The winter air is filled with excitement as Christmas day gets closer and closer. Students anxiously count down the days until break, impatiently awaiting the freedom and lack of school-related stress that comes with it.
The world gets so caught up in the spirit of Christmas that most people forget Christmas is not the only holiday celebrated during this time. There are various other holidays that occur during the season, including Hanukkah.
Hanukkah is a Jewish holiday celebrated during November or December depending on the Hebrew calendar. This year, Hanukkah began on Tuesday, December 16. The holiday lasts for eight days and eight nights; each night a candle is lit on the menorah representing the miracle of that day until all eight are lit on the last day.

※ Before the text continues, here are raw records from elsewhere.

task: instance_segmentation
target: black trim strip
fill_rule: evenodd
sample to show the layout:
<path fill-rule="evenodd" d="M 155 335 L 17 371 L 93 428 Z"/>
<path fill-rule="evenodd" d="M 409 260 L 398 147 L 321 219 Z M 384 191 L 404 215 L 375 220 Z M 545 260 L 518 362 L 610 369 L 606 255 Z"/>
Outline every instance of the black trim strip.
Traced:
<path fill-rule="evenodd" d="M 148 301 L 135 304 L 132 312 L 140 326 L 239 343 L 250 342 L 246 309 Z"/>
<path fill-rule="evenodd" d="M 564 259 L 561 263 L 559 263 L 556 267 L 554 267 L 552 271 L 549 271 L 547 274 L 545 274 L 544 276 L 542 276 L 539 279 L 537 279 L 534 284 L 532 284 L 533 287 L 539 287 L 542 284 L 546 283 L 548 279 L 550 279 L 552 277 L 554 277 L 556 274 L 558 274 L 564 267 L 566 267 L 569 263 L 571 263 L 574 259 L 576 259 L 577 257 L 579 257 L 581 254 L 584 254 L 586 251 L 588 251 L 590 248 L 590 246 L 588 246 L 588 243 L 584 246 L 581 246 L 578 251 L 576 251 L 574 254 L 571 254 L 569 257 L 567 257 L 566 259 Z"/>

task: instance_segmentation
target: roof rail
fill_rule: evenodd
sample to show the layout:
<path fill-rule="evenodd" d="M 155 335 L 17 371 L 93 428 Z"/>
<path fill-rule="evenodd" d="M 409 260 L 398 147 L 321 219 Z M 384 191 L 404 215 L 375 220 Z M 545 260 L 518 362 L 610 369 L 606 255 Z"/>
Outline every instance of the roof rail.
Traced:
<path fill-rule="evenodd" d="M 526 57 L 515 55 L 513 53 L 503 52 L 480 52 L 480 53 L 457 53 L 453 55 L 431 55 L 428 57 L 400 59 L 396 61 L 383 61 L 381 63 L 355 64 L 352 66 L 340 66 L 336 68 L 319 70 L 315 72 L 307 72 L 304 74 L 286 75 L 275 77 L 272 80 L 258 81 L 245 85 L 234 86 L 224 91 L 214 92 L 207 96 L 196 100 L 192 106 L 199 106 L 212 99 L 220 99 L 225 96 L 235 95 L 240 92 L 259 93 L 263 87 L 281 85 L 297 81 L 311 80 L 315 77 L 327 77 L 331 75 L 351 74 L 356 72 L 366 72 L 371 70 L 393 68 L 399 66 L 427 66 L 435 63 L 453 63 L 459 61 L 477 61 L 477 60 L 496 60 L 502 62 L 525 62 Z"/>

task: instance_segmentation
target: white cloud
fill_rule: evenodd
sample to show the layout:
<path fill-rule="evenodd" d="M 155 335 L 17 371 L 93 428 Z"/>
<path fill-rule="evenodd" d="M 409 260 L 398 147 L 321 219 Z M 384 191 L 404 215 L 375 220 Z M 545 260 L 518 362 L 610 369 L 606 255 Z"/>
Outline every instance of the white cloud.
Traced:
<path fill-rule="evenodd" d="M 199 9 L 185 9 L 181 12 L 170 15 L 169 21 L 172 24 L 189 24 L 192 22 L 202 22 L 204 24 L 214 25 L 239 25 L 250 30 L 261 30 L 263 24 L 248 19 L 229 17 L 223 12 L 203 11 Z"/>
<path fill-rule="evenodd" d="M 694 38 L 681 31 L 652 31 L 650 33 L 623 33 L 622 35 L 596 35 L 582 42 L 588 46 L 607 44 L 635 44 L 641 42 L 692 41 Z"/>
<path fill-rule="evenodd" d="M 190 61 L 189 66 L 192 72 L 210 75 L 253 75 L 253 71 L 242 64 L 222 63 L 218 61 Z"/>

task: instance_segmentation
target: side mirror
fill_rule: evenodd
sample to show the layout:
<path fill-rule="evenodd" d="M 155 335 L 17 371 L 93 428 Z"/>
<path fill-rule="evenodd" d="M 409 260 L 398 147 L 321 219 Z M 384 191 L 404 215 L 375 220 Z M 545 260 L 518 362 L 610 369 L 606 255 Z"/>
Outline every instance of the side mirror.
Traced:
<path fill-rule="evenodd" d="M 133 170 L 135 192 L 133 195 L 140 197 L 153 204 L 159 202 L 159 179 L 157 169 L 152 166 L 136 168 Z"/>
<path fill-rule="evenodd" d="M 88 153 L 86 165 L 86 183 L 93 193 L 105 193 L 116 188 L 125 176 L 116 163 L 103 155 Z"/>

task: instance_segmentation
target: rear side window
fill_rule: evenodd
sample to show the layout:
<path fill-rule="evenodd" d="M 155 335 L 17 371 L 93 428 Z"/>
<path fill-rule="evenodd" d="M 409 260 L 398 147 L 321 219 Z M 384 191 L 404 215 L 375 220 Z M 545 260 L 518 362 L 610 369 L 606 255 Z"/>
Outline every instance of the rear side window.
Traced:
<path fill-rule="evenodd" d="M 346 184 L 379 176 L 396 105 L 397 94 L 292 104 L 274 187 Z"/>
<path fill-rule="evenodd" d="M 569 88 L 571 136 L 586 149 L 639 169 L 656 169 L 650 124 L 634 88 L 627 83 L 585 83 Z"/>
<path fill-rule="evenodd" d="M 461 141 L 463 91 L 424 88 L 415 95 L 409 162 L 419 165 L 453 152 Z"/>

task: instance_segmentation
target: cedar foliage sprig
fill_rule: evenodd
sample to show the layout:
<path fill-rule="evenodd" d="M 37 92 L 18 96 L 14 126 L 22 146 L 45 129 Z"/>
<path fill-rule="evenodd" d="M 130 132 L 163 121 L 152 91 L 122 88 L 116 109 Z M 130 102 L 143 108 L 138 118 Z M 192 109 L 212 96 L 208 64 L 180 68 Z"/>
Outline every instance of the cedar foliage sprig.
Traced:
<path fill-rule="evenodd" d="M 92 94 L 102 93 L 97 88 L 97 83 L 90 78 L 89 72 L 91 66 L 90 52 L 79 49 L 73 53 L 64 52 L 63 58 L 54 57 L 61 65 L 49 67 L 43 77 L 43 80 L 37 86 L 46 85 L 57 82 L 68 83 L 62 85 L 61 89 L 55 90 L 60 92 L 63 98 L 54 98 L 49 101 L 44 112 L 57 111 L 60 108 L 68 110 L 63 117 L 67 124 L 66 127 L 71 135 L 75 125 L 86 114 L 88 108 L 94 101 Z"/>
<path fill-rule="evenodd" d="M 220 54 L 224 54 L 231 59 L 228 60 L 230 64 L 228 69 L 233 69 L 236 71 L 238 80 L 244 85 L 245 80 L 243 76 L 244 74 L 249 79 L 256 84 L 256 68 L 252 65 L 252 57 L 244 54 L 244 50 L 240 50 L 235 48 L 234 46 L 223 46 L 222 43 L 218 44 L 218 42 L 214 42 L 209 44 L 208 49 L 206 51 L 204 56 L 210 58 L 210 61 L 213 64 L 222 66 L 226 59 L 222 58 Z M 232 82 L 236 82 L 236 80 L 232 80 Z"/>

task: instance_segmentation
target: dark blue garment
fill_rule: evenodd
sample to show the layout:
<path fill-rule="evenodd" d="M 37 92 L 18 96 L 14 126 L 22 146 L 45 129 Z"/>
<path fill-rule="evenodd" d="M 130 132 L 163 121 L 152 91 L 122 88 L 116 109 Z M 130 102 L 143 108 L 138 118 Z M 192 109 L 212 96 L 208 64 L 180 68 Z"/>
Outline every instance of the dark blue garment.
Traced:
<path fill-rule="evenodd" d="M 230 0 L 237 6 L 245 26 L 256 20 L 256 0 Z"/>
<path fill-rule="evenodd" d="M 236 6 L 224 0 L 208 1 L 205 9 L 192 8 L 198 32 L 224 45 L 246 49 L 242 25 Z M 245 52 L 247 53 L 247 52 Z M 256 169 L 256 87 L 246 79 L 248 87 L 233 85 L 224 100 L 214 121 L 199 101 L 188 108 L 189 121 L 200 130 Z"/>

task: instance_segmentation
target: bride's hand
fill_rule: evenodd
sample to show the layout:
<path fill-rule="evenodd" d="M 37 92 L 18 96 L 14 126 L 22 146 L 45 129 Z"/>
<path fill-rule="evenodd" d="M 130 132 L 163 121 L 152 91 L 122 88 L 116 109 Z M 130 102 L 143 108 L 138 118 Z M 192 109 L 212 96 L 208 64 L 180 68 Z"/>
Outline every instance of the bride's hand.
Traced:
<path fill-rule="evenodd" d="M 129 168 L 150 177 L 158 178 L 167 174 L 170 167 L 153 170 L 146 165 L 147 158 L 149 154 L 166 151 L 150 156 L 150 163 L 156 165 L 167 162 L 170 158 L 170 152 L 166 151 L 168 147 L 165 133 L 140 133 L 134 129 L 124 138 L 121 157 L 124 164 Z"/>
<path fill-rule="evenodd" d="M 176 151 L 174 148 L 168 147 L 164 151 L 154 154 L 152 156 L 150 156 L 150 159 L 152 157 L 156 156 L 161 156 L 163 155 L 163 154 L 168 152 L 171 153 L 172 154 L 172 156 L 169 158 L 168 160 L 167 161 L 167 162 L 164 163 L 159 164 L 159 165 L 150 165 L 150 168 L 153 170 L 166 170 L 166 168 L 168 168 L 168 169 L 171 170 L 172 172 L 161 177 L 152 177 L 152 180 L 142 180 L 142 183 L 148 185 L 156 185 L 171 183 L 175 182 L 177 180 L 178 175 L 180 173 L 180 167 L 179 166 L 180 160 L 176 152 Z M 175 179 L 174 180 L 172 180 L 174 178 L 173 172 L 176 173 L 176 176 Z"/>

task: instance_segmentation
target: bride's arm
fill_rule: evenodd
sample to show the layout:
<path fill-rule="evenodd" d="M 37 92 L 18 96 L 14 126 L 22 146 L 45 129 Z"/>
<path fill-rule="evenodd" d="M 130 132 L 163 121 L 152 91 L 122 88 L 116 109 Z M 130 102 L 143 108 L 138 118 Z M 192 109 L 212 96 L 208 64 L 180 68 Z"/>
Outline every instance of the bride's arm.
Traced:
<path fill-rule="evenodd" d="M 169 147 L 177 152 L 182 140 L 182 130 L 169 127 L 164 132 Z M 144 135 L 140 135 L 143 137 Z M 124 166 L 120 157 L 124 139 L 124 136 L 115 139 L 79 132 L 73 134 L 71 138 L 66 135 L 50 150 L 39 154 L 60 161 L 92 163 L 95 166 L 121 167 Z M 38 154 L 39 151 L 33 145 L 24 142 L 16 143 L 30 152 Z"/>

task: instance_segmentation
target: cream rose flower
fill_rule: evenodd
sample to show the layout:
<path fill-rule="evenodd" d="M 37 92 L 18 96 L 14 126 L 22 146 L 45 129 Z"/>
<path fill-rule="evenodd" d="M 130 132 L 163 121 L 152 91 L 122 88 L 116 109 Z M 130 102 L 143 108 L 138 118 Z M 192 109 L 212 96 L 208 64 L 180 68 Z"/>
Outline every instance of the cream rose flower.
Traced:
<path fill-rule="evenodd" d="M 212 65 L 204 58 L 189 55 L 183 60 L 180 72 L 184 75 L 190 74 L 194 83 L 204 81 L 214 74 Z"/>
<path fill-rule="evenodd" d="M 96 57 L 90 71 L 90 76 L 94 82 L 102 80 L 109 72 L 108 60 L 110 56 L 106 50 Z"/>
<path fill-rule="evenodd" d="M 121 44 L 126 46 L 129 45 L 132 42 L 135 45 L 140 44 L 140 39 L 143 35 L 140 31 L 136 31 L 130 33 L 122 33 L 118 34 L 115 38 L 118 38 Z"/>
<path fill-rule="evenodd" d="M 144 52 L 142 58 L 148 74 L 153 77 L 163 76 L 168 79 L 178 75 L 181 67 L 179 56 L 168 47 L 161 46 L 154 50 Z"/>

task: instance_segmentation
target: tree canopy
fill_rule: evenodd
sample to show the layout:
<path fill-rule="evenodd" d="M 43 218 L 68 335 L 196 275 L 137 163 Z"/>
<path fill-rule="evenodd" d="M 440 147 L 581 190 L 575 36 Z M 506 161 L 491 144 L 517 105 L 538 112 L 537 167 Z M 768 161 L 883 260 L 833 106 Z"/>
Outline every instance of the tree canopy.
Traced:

Every family celebrates the holiday differently; receiving gifts, for example, is not traditionally part of the celebration, however, some families choose to exchange gifts each night.
“Every night we light the menorah, say the blessings, eat dinner together and open presents while the candles are still burning,” said Jillian Horowitz, senior. “Each year we have a Hanukkah party with friends and family. My mom makes the traditional potato pancakes (latkes), we light the menorah and we hand out presents to our guests.”
Due to the excess commercialization of the Christian Christmas holiday, Hanukkah does not receive much attention here in the United States and most people tend to forget that there are other holidays celebrated during this joyful season.